Now she pays five times the price of ocean shipping to fly the vast majority of the bands in from China.
“I have been gun-shy to send shipments through Southern California,” she says.
Taormina says she can’t afford to anger customers like Target or REI. “It’s more difficult for early stage companies to survive these types of major hiccups.”
Other considerations could shape the ports’ competitive position.
The International Longshore and Warehouse Union is reviewing a letter sent by the Pacific Maritime Assn., which represents port operators, to begin discussions about extending their current five-year contract, which ends in July 2019. If the two sides come to an early agreement, it would buy labor peace and boost shipper confidence. If they don’t work out an extension, it could portend more strife and disruption.
The PMA confirmed that it sent the letter but did not comment further. The union did not respond to a request for comment.
To the south, a newly expanded Panama Canal offers a different challenge.
In June, nearly two years later than promised, Panama officials plan to open wider, deeper and longer locks that can accommodate some of the largest ships coming to the U.S. That could entice those big ships to bypass Los Angeles and keep sailing to Southeast and East Coast ports.
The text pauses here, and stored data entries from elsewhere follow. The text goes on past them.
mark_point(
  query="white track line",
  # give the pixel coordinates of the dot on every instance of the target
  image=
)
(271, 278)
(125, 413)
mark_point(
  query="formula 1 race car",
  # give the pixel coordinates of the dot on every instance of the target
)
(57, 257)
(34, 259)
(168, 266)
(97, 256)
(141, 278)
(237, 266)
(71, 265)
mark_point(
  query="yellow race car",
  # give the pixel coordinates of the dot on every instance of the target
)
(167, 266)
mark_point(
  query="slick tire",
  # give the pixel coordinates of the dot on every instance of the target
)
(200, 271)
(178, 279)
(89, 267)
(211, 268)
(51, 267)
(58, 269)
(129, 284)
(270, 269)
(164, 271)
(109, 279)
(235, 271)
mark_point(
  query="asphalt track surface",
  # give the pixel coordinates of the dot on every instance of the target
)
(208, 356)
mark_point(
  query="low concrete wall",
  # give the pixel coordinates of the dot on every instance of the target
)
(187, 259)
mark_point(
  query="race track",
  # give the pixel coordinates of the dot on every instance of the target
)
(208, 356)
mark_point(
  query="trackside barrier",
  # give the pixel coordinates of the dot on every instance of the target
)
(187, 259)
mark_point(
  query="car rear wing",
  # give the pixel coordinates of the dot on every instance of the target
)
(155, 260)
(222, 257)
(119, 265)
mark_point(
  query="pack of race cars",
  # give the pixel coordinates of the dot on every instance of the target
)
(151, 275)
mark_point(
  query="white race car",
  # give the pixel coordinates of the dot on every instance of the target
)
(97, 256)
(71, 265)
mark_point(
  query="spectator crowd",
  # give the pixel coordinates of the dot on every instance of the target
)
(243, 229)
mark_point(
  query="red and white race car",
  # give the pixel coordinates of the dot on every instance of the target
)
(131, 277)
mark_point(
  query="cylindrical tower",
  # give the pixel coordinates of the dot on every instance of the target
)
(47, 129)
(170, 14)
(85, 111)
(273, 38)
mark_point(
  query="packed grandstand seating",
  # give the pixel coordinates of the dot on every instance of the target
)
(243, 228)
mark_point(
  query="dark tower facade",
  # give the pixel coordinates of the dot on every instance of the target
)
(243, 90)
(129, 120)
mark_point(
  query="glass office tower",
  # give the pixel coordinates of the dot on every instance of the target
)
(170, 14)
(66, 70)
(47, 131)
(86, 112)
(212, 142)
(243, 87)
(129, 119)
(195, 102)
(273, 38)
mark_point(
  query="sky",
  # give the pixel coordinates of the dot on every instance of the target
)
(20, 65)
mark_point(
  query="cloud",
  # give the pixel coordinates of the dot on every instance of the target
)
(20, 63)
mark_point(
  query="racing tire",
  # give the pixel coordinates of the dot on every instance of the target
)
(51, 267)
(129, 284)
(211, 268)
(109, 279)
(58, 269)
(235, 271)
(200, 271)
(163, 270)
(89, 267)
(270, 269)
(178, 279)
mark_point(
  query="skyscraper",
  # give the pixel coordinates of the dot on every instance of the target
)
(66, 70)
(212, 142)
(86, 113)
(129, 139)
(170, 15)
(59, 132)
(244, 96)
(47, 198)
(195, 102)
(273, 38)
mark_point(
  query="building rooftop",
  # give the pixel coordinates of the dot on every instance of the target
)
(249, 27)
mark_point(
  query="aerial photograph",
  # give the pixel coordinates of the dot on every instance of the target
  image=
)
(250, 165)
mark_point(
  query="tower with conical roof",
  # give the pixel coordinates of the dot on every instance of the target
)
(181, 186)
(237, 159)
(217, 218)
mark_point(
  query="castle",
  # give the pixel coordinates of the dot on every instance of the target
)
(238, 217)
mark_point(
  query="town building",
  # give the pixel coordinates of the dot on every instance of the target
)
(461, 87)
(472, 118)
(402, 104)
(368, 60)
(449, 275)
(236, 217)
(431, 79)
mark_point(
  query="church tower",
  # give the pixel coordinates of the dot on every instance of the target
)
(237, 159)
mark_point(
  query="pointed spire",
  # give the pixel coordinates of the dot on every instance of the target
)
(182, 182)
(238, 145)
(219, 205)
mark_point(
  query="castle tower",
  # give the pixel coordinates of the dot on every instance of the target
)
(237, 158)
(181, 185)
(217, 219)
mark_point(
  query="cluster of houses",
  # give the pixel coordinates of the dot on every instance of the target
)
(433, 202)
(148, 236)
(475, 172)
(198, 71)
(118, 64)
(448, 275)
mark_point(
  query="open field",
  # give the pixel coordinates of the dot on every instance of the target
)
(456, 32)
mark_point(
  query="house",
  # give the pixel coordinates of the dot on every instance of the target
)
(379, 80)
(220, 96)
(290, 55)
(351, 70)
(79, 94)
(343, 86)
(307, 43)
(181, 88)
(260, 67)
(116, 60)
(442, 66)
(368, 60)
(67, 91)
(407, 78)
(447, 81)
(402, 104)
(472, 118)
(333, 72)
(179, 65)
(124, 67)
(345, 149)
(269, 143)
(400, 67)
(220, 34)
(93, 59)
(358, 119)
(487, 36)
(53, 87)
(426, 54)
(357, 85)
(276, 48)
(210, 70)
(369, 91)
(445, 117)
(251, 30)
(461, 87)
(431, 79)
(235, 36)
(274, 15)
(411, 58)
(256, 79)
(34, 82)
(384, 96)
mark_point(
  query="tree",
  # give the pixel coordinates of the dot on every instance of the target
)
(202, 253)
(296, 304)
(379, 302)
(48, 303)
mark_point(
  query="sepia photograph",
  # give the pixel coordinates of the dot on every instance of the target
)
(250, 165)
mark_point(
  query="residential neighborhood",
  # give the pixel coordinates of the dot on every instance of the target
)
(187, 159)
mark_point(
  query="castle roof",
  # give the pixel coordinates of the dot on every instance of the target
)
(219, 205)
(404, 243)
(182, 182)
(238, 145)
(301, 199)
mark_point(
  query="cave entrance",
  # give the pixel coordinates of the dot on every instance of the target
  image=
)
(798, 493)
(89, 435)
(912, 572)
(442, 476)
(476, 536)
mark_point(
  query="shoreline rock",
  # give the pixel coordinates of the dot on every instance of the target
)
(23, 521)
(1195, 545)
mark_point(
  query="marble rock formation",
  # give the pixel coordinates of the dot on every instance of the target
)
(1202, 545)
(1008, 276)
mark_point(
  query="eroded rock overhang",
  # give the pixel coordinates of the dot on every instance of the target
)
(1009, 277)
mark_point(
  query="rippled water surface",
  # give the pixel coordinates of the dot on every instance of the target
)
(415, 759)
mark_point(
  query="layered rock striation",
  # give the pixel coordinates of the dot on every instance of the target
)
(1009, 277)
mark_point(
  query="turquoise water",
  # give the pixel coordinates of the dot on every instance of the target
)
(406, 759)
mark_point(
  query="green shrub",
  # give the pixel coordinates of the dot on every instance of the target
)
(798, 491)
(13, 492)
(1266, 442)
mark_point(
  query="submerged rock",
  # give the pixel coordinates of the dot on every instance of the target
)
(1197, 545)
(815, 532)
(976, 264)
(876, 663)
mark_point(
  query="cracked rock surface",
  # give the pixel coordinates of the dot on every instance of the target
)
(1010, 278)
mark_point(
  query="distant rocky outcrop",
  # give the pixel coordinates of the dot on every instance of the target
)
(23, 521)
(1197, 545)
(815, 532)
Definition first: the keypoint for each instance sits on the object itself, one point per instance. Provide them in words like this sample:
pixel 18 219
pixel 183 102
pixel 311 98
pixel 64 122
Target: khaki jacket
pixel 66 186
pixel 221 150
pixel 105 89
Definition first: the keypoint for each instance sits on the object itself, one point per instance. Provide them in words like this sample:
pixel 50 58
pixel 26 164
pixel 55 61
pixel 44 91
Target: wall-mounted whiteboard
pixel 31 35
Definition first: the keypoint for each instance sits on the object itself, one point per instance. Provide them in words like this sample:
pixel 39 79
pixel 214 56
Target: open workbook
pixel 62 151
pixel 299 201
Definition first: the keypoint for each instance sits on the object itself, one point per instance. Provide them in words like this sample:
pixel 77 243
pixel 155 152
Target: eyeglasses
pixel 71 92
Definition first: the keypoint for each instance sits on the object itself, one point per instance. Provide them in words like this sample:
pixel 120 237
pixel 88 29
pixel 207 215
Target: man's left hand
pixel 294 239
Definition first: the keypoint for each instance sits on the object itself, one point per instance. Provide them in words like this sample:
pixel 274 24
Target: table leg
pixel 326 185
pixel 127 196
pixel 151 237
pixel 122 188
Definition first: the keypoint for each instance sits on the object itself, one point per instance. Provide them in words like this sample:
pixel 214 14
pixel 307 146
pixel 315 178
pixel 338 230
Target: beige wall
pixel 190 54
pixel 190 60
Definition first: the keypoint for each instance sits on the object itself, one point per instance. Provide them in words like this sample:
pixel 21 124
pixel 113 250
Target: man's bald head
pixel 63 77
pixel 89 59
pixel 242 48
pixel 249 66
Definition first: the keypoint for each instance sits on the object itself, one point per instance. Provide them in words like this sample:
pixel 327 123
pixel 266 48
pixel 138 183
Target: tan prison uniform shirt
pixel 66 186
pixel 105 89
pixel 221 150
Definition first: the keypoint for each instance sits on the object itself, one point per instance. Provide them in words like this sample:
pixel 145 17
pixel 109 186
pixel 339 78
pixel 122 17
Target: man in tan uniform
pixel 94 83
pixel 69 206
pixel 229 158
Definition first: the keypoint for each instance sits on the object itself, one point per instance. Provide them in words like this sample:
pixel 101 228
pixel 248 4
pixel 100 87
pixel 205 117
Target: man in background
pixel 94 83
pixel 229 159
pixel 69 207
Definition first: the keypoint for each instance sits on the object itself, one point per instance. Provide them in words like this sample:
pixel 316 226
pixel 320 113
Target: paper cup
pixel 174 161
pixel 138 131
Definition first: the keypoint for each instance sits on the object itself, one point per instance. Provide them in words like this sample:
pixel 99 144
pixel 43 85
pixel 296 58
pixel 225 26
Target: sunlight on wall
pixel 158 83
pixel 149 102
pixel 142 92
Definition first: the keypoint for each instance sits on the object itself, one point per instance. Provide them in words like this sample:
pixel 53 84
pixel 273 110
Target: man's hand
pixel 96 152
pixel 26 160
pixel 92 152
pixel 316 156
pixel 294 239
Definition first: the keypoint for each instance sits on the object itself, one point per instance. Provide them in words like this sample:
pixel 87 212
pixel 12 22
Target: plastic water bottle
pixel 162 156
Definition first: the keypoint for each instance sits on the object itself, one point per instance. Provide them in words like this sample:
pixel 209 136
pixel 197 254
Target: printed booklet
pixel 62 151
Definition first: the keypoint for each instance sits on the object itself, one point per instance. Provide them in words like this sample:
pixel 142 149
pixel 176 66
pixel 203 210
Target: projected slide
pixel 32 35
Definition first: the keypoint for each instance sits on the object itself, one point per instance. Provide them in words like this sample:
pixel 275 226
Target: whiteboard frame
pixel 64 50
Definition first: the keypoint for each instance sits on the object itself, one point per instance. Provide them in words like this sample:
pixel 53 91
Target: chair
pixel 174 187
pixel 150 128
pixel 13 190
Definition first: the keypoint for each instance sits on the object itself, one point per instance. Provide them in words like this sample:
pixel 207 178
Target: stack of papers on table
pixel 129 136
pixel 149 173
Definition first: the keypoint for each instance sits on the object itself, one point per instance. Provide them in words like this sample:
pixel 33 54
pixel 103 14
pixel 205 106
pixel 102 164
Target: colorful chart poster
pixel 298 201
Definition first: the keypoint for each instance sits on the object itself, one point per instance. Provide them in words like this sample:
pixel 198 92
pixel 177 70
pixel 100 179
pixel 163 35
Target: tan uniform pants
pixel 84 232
Around 70% of the goods that land in L.A.-area ports do not stay in Southern California, said O’Connell, the trade economist. But estimates by cargo analysts suggest that only around 5% of those products would be diverted through the canal, because the trip from Shanghai directly to the East Coast is two weeks longer than the one from Asia to Los Angeles, O’Connell said.
In any case, L.A. and Long Beach will probably continue to be the destination for goods that need to get on store shelves quickly, like high-end sneakers, the latest electronics and perishable goods.
“The impact of the new set of locks at Panama will be marginal on L.A. and Long Beach,” said O’Connell, “as long as the West Coast ports operate at relative efficiency.”